Cette règle présente cependant des gros inconvénients. En effet, jusqu’à une date récente, la justice administrative était lente et les jugements interviennent alors qu’une situation irréversible est créée.

Alors pour palier ces inconvénients, des mesures d’urgence peuvent être ordonnées à titre temporaire par le juge administratif. Et sur ce point, la loi du 30 juin 2000 relative aux référés a apporté des changements importants.

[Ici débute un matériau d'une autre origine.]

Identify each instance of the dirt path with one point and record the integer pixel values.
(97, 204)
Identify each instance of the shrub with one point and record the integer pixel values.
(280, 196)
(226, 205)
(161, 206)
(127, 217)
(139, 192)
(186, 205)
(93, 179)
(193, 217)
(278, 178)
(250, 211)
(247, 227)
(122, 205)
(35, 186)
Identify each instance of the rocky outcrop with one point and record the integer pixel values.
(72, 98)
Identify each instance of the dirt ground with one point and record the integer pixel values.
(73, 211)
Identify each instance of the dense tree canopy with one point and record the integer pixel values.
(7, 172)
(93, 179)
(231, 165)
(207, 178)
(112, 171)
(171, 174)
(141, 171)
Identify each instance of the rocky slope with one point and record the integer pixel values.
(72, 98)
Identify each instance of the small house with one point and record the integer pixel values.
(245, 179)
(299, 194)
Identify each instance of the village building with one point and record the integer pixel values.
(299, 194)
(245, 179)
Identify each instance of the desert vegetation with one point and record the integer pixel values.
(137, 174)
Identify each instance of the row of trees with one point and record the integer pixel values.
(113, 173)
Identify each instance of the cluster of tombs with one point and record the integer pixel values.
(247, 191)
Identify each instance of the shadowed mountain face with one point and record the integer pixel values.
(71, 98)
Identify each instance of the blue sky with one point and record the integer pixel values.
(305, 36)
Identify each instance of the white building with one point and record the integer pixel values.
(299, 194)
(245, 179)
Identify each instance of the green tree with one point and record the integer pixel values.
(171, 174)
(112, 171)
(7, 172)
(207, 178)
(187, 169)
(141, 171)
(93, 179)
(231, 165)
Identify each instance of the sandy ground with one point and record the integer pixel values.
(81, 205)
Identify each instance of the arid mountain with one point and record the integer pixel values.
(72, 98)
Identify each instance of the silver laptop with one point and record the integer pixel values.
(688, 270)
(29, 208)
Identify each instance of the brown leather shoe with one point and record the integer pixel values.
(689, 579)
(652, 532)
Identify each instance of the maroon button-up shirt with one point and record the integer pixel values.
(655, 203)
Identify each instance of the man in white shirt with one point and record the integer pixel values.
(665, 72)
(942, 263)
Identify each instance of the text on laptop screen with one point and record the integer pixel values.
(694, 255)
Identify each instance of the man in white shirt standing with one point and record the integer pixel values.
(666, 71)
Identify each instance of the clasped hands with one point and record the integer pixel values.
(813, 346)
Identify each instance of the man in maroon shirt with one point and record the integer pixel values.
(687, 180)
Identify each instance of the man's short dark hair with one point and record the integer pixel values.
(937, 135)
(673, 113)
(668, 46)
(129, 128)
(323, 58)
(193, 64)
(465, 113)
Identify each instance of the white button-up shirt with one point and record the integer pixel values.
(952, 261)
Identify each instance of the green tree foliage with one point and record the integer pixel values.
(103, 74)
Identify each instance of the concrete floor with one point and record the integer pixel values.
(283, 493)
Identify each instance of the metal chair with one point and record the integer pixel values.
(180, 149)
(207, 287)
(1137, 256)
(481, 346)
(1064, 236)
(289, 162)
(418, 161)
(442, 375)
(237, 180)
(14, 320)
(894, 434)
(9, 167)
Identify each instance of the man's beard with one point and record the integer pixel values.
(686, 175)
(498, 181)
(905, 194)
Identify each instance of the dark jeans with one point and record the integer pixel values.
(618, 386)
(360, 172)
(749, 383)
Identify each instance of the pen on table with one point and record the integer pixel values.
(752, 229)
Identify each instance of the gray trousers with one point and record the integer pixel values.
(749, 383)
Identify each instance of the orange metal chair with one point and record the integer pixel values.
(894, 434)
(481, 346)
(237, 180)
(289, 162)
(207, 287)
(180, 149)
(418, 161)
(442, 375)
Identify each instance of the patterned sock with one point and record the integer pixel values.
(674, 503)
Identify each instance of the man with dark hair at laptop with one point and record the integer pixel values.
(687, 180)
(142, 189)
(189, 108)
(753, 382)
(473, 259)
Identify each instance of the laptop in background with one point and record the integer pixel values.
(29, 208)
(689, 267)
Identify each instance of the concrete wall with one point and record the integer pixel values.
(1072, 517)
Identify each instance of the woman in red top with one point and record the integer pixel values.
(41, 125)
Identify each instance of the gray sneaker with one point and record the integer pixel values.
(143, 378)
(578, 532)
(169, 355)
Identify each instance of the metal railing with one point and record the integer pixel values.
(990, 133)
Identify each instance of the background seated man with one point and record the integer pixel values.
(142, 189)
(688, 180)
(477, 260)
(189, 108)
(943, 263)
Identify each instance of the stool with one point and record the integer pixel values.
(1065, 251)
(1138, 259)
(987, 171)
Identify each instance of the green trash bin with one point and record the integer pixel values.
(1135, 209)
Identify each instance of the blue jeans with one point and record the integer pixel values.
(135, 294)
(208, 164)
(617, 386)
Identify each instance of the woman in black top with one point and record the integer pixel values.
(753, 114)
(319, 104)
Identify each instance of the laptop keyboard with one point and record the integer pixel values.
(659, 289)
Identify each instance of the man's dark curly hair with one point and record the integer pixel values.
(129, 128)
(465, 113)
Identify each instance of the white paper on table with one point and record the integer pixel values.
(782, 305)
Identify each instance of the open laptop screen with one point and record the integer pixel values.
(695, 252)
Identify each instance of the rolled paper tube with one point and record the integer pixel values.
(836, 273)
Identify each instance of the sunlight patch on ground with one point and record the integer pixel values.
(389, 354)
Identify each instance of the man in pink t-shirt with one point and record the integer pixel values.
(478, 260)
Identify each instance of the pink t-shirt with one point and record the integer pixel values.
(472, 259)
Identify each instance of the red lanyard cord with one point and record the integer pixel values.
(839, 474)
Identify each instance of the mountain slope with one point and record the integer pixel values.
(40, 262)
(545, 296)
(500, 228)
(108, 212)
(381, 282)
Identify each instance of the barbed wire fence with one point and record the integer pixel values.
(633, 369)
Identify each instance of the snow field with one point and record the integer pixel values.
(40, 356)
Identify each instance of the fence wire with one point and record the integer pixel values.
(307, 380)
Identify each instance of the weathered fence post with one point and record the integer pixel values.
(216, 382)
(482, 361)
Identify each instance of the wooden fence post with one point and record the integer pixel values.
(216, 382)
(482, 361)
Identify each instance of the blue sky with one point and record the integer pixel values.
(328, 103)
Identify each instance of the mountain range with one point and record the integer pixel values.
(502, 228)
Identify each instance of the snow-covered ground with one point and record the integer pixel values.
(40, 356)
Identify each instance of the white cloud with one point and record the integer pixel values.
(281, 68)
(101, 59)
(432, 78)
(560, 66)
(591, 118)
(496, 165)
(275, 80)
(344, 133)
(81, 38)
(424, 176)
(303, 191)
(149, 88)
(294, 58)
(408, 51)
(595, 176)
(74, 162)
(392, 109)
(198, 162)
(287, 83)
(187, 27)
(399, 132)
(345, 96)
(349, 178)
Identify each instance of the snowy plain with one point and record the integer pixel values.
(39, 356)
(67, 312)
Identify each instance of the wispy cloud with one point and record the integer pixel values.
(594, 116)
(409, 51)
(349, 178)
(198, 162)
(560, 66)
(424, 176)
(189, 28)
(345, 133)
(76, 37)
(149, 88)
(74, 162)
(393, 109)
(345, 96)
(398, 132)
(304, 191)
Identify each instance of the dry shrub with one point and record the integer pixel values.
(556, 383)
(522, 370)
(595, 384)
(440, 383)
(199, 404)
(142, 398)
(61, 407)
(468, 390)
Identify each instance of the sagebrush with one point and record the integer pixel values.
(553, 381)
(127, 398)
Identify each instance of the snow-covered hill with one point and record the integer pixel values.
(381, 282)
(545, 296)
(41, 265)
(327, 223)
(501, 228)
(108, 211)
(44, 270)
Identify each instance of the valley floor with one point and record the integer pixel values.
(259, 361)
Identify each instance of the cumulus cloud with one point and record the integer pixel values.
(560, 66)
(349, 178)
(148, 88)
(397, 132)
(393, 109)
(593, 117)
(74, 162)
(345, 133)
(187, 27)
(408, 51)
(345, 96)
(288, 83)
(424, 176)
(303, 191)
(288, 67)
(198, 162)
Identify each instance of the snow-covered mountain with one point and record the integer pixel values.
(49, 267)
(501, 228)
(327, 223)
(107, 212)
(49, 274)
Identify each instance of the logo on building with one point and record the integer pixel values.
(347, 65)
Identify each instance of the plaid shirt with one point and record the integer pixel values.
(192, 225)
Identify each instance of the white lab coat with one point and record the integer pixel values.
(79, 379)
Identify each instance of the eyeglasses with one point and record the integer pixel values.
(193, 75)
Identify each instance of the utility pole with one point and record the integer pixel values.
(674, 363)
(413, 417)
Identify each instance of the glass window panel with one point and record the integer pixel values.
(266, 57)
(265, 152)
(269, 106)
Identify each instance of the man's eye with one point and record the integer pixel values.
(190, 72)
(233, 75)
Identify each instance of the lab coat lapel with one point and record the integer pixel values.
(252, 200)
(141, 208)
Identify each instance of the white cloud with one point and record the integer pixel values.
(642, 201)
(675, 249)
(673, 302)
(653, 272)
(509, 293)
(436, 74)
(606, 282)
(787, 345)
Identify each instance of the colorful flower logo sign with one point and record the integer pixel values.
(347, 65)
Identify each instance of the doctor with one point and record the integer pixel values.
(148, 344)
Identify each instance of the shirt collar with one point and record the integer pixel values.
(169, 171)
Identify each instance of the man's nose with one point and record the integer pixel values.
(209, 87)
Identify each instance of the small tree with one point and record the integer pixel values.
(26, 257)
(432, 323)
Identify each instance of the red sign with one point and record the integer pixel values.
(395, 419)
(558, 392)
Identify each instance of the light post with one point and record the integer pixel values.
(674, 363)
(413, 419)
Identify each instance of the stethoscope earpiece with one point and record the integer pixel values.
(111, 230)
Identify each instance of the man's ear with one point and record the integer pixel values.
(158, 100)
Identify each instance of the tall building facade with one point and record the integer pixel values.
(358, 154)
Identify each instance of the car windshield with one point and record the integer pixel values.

Cette loi unifie l’ensemble des procédures d’urgence sans pour autant faire disparaitre un grand nombre de textes spécifiques, subsistent encore 19 procédures d’urgence différentes.

Depuis cette loi on peut estimer qu’il y a 2 types de procédure d’urgence : celles qui permettent de suspendre l’exécution d’un acte et celles qui permettent de prononcer des mesures conservatoires.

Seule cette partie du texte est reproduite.